JFileChooser chooser = new JFileChooser();
FileNameExtensionFilter filter = new FileNameExtensionFilter("PDF","pdf");
chooser.setFileFilter(filter);
chooser.setMultiSelectionEnabled(false);
int returnVal = chooser.showOpenDialog(null);
if(returnVal == JFileChooser.APPROVE_OPTION) {
File file=chooser.getSelectedFile();
System.out.println("Please wait...");
extractImage(file.toString());
System.out.println("Extraction complete");
}

}

public static void extractImage(String src){

try{

//create pdf reader object
PdfReader pr=new PdfReader(src);
PRStream pst;
PdfImageObject pio;
PdfObject po;
int n=pr.getXrefSize(); //number of objects in pdf document
for(int i=0;i<n;i++){
po=pr.getPdfObject(i); //get the object at the index i in the objects collection
if(po==null || !po.isStream()) //object not found so continue
continue;
pst=(PRStream)po; //cast object to stream
PdfObject type=pst.get(PdfName.SUBTYPE); //get the object type
//check if the object is the image type object
if(type!=null && type.toString().equals(PdfName.IMAGE.toString())){
pio=new PdfImageObject(pst); //get the image
BufferedImage bi=pio.getBufferedImage(); //convert the image to buffered image
ImageIO.write(bi, "jpg", new File("image"+i+".jpg")); //write the buffered image
//to local disk

}

}

}catch(Exception e){e.printStackTrace();}

}

}

In the example code above, the getPdfObject(int index) is used to extract an object from the pdf document at the specified index.
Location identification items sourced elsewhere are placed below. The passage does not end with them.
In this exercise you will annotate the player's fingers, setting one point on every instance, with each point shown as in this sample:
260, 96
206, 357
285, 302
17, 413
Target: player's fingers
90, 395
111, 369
To determine whether the object is an image, you need to get the type of the object by using the get method of the stream created from the object.

Note: When you use this program to extract the images from the PDF document, some images might be in wrong order (different from what you see on the PDF pages). It is the problem from iText library itself. I tried to solve this problem with PdfBox. However, it can not be solved.